Türk havacılık ve uzay sanayii şirketi TUSAŞ'ın Ankara'daki genel merkezinde güçlü bir patlama meydana geldi ve ardından bölgede silah sesleri duyuldu.

İçişleri Bakanı Ali Yerlikaya X platformu üzerinden yaptığı açıklamada, Ankara'daki TUSAŞ Genel Müdürlüğü'ne yönelik bir terör saldırısı gerçekleştirildiğini duyurdu. Yerlikaya, “Türk Havacılık ve Uzay Sanayii AŞ. (TUSAŞ) Ankara Kahramankazan tesislerine yönelik terör saldırısı gerçekleştirilmiştir. Saldırı sonrası maalesef şehit ve yaralılarımız bulunmaktadır” ifadelerini kullandı.

Habertürk televizyonu, patlamanın nedeninin bir intihar saldırısı olabileceğini bildirdi. Kanal, daha fazla ayrıntı vermeden ‘rehin alma’ olduğunu söyledi ve saldırının halen devam ettiğini belirtti.

NTV, olay yerine güvenlik güçleri, ambulanslar ve itfaiye ekiplerinin sevk edildiğini bildirdi. Saat 16:00 sularında meydana gelen patlamanın ardından silah sesleri duyuldu.

Haberlere göre, başkent Ankara'nın dış mahallelerinde bulunan şirketin çalışanları güvenli bir yere taşındı.

Türk kanalları tarafından yayınlanan görüntülere göre, şirketin genel merkezinin girişinin önündeki patlamanın ardından yoğun beyaz duman yükseldi.

Saldırının sorumluluğunu henüz üstlenen olmadı.

Soruşturma başlatıldı

Adalet Bakanı Yılmaz Tunç da sosyal medya hesabından yaptığı açıklamada TUSAŞ tesislerine düzenlen saldırıya ilişkin olarak Ankara Cumhuriyet Başsavcılığı tarafından soruşturma başlatıldığını bildirdi.

"Terör saldırısını şiddetle kınıyor ve lanetliyorum" diyen Bakan Tunç, "Hain terör saldırısıyla ilgili Ankara Cumhuriyet Başsavcılığı tarafından adli soruşturma başlatılmış olup, 1 Başsavcıvekili ve 8 Cumhuriyet savcısı görevlendirilmiştir. Şehitlerimize Allah’tan rahmet, yaralılarımıza acil şifalar diliyorum" ifadeleri kullandı.

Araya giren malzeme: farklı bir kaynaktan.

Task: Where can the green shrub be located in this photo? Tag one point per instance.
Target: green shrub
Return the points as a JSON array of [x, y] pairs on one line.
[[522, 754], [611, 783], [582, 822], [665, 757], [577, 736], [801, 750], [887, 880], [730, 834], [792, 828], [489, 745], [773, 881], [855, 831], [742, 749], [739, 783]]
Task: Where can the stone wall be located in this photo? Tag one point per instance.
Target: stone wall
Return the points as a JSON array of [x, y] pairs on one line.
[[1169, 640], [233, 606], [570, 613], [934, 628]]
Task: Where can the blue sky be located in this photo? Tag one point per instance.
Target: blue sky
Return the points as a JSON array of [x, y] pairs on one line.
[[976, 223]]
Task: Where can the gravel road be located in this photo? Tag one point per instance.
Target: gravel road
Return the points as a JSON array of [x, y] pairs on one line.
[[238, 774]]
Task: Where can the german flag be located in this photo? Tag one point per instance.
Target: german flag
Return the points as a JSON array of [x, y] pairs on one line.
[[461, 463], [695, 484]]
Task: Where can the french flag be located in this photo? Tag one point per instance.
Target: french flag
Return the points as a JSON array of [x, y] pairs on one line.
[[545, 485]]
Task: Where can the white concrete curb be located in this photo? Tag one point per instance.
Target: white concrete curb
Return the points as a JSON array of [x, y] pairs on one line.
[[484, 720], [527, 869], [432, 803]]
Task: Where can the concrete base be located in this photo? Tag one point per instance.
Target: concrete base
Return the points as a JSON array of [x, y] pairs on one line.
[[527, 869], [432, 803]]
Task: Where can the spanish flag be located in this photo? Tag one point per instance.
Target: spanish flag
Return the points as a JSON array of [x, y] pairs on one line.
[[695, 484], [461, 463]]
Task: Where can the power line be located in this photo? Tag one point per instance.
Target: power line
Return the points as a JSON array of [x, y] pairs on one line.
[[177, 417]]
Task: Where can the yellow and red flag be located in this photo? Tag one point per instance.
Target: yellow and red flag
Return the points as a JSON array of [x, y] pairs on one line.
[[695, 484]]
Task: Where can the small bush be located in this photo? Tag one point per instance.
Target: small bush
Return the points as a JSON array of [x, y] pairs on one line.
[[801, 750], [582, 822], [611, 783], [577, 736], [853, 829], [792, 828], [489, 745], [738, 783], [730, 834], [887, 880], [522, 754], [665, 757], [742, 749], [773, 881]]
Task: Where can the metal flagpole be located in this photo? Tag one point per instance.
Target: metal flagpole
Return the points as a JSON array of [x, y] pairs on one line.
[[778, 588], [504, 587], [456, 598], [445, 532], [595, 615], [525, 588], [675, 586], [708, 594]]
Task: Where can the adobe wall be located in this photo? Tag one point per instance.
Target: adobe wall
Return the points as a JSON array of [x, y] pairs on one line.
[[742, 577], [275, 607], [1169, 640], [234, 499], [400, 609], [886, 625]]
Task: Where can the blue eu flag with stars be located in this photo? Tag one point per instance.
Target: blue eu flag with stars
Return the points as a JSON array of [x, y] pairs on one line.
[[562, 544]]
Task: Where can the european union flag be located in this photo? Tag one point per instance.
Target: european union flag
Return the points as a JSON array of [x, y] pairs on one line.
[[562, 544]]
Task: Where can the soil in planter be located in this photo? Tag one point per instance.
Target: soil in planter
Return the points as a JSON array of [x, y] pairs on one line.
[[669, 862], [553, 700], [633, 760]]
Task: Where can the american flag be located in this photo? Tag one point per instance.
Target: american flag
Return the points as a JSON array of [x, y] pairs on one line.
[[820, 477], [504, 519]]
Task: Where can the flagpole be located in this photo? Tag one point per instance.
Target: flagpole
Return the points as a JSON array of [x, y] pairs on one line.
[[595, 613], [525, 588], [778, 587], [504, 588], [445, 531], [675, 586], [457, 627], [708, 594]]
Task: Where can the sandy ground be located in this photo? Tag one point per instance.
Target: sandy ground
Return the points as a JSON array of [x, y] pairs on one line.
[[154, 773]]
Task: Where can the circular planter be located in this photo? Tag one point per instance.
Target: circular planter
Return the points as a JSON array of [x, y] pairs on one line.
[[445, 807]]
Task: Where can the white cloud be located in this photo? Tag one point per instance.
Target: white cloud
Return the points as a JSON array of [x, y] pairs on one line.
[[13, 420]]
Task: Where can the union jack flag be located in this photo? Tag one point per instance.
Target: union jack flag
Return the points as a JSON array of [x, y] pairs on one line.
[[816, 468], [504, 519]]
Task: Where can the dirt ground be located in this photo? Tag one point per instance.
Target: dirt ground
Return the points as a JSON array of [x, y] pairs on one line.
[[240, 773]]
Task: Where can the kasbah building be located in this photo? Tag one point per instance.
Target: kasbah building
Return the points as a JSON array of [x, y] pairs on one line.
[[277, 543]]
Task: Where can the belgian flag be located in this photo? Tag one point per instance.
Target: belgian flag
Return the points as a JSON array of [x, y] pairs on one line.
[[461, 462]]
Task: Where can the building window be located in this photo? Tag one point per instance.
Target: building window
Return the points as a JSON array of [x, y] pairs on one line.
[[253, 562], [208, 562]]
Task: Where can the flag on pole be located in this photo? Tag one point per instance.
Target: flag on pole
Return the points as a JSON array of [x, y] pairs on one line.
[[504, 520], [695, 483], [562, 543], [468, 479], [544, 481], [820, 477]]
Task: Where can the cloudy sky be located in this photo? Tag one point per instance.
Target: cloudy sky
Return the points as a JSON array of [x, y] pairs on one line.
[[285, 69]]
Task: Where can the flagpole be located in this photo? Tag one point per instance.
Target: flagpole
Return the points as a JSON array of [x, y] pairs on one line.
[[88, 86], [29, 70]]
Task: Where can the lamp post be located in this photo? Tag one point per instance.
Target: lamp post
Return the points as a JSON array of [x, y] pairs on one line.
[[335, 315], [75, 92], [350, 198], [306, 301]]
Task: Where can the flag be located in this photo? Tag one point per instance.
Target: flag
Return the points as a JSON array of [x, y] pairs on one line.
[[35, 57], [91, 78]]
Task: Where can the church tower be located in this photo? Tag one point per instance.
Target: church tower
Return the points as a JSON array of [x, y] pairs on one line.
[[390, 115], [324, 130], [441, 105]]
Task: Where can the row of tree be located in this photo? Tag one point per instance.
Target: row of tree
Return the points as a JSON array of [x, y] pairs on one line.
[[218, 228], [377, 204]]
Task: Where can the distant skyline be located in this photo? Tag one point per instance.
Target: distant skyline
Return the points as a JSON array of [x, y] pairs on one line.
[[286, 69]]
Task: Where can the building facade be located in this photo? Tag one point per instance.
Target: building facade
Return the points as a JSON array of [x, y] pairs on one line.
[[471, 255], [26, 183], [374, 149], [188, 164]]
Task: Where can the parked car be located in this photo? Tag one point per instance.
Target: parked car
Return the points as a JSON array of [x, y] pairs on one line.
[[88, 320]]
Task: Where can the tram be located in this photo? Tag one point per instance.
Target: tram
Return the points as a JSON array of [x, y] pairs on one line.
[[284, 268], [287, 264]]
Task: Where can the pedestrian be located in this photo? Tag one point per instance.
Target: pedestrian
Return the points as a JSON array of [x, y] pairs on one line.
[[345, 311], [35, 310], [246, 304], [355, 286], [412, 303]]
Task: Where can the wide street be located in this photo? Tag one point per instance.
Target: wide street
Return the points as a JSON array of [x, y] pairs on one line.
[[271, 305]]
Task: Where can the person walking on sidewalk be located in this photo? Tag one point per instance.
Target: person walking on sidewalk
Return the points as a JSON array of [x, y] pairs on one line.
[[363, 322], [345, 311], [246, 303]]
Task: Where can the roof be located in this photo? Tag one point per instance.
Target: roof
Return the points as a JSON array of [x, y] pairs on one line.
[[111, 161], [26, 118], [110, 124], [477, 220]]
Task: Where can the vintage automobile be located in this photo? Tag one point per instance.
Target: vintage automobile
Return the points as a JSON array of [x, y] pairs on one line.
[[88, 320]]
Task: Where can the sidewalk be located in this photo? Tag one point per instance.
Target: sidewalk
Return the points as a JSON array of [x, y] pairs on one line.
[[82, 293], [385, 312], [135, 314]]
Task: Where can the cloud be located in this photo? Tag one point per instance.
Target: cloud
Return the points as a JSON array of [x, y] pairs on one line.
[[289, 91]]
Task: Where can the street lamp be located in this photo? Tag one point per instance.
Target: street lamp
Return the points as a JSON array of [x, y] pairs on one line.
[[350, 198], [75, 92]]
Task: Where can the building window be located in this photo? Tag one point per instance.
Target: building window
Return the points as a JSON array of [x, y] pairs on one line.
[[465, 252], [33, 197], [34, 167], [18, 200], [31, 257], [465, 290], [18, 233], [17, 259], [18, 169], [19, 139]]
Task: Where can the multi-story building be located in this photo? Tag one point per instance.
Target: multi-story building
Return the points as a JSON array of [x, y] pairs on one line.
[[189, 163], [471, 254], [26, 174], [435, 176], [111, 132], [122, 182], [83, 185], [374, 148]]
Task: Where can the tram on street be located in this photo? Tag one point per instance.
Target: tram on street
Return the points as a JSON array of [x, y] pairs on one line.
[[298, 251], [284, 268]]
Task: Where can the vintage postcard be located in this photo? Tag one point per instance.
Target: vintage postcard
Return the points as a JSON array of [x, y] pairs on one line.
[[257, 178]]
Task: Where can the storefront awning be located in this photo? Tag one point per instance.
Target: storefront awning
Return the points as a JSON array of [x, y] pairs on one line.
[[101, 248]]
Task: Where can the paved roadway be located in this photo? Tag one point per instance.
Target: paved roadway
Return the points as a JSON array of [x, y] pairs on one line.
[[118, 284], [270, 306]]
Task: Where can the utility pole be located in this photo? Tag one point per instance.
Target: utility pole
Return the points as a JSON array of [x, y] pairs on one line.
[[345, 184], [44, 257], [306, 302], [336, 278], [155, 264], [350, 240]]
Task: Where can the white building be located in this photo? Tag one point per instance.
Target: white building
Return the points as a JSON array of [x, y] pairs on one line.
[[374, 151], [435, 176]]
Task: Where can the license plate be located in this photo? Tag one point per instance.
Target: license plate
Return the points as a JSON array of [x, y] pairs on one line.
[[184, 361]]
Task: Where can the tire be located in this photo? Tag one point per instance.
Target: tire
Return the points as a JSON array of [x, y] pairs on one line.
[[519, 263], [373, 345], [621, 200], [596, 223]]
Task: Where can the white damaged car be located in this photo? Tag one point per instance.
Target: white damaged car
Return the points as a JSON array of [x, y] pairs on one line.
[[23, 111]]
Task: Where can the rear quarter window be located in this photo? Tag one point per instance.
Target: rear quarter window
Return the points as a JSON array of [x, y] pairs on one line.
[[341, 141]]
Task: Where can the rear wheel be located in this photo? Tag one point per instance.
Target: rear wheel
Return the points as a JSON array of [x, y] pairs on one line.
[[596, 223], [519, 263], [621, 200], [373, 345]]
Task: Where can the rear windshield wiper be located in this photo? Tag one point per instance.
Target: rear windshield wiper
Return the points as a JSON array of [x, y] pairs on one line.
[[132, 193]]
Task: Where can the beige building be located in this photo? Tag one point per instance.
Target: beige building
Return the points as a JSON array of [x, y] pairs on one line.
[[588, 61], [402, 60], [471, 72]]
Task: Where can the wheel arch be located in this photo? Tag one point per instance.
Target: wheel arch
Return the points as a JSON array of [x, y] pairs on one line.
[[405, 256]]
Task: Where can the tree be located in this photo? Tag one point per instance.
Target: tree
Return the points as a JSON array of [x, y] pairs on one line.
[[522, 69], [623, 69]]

Bayraktar gibi insansız hava araçları (İHA) da dahil olmak üzere savunma sanayi sektöründen elde edilen gelirler, 2023 yılında Türkiye'nin ihracatının yüzde 80'ini yani yaklaşık 10,2 milyar dolarını oluşturdu.

Yayın yasağı getirildi

Radyo Televizyon Üst Kurulu (RTÜK) Başkanı Ebubekir Şahin, TUSAŞ'a yönelik saldırıyla ilgili olarak mahkeme tarafından yayın yasağı getirildiğini bildirdi.

Yerli ve millî savunma ürünlerimizin geliştirildiği gururumuz TUSAŞ’ın Kahramankazan tesislerine yönelik terör saldırısı sonrasında ilgili mahkeme tarafından yayın yasağı kararı alınmıştır.

Şahin, X üzerinden yaptığı açıklamada, “Yerli ve millî savunma ürünlerimizin geliştirildiği gururumuz TUSAŞ’ın Kahramankazan tesislerine yönelik terör saldırısı sonrasında ilgili mahkeme tarafından yayın yasağı kararı alınmıştır” dedi. Medyada, resmi makamlar dışında kaynağı özellikle sosyal medya olan teyit edilmemiş bilgi ve görüntüler olduğunu söyleyen Şahin, “Terörün propagandasını yapacak yayınların ivedilikle son bulması şarttır. İzleme uzmanlarımızın raporlamaları sonrasında yayın yasağına uymayanlara en ağır yaptırımlar uygulanacaktır” açıklamasında bulundu.